C&C is always welome.

thanks for looking!


----------



## Ls3D

These are all awesome! Way to shoot our home.   See ya at the expo.

Shea


----------



## clbowie

awesome pictures!


----------



## rom4n301

i really like the reflections in the first two shots, but the first shot has to be my fave.


----------



## ernie

all good man, have to say the last one is my favorite


----------



## Darwin

wow, thanks for the kind words guys.

S.D. is defo a good place to picture take.


----------



## CubsFanMike

Wow great shots!  I love #1 for sure, the reflections are awesome! Wish we had some nice cityscapes like that here in Iowa!!!


----------



## chente922

all of them are nicely shoot but the reflection in 1 & 2 is amazing


----------



## Darwin

all these shots were taken at 100 ISO, like 10 sec exposures, wide open.  it took me like 20 shots to get the white balance down.  i was very happy with the final outcome.

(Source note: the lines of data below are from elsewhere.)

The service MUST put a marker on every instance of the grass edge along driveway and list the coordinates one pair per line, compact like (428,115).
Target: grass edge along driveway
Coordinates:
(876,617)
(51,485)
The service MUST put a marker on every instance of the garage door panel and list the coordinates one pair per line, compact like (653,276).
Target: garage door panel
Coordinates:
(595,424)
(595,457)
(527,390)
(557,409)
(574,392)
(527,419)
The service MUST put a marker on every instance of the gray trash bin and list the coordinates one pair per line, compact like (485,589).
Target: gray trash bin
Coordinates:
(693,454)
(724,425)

im really happy you guys like them.

:thumbup:


----------



## Jon_Are

Absolutely love #1.

Only been to San Diego once, and I miss it.

Jon


----------



## a_spaceman

gorgeous photos!
number 4 is probably my favourite, in 1 and 5 i love the effect of the light pollution halo in the sky over the buildings. and the shore on number 5 is great.
loved the framing, too.


----------



## Azriel

Looks like the car is ging in reverse...how does that work?


----------



## a_spaceman

Azriel said:


> Looks like the car is ging in reverse...how does that work?

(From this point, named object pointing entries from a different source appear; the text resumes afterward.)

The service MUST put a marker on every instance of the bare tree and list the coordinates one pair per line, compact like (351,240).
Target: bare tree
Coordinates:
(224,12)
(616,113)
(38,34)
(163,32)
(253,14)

it's probably because the car had to slow down until a near if not complete stop as the sign suggests. he probably started taking the photo while the car was starting to move again.


----------



## chente922

I agree, San Diego is a great city with a vivid downtown at day and night, been once last summer and loved it.


----------



## Darwin

chente922 said:


> I agree, San Diego is a great city with a vivid downtown at day and night, been once last summer and loved it.


 
yeah, this place never gets old.  no matter how many times i venture out i can always manage a decent shot or two.


----------



## bblaine

Darwin said:


> 1.
> 
> 
> 
> 
> 
> 
> 2.
> 
> 
> 
> 
> 
> 3.
> 
> 
> 
> 
> 
> 4.
> 
> 
> 
> 
> 
> 5.
> 
> 
> 
> 
> 
> C&C is always welome.
> 
> thanks for looking!


 
very nice, and...

oh, how do i miss it so... *sigh*


----------



## *Knowledge*

As a long time resident of SD, I believe you captured the essence of our city's skyline. Great job.

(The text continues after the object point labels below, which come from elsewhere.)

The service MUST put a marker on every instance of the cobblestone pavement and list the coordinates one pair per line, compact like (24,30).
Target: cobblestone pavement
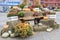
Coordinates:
(54,35)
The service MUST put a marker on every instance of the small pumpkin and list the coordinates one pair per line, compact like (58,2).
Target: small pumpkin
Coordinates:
(5,35)
(45,18)
(6,26)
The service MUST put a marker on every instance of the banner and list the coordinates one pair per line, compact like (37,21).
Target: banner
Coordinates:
(10,2)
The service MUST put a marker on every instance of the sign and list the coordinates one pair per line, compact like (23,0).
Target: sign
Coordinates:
(58,17)
(51,16)
(12,18)
(10,2)
(4,9)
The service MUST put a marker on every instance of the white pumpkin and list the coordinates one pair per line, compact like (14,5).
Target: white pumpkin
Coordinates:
(5,35)
(12,35)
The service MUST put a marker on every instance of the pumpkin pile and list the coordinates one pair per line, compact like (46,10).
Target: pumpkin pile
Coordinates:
(20,30)
(23,29)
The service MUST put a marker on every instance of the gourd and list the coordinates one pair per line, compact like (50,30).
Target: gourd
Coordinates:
(6,26)
(5,35)
(45,18)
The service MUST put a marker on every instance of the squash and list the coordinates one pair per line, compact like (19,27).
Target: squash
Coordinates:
(6,26)
(45,18)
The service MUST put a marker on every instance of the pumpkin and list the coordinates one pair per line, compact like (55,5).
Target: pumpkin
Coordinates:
(5,35)
(26,9)
(6,26)
(45,18)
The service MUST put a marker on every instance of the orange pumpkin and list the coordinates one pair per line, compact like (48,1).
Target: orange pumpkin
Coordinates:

BTW, what camera equipment is being used?


----------



## Darwin

bblaine said:


> very nice, and...
> 
> oh, how do i miss it so... *sigh*


 
its a great city, i dont think ill ever move.



*Knowledge* said:


> As a long time resident of SD, I believe you captured the essence of our city's skyline. Great job.
> 
> BTW, what camera equipment is being used?


 
thanks knowledge.

as for equipment, i used
-Nikon D300
-18-135mm
-Calumet tripod

i set it on a 2 sec timer to avoid any kind of shake.


----------



## MisplacedAngler

I like the phantom head lights in #3


----------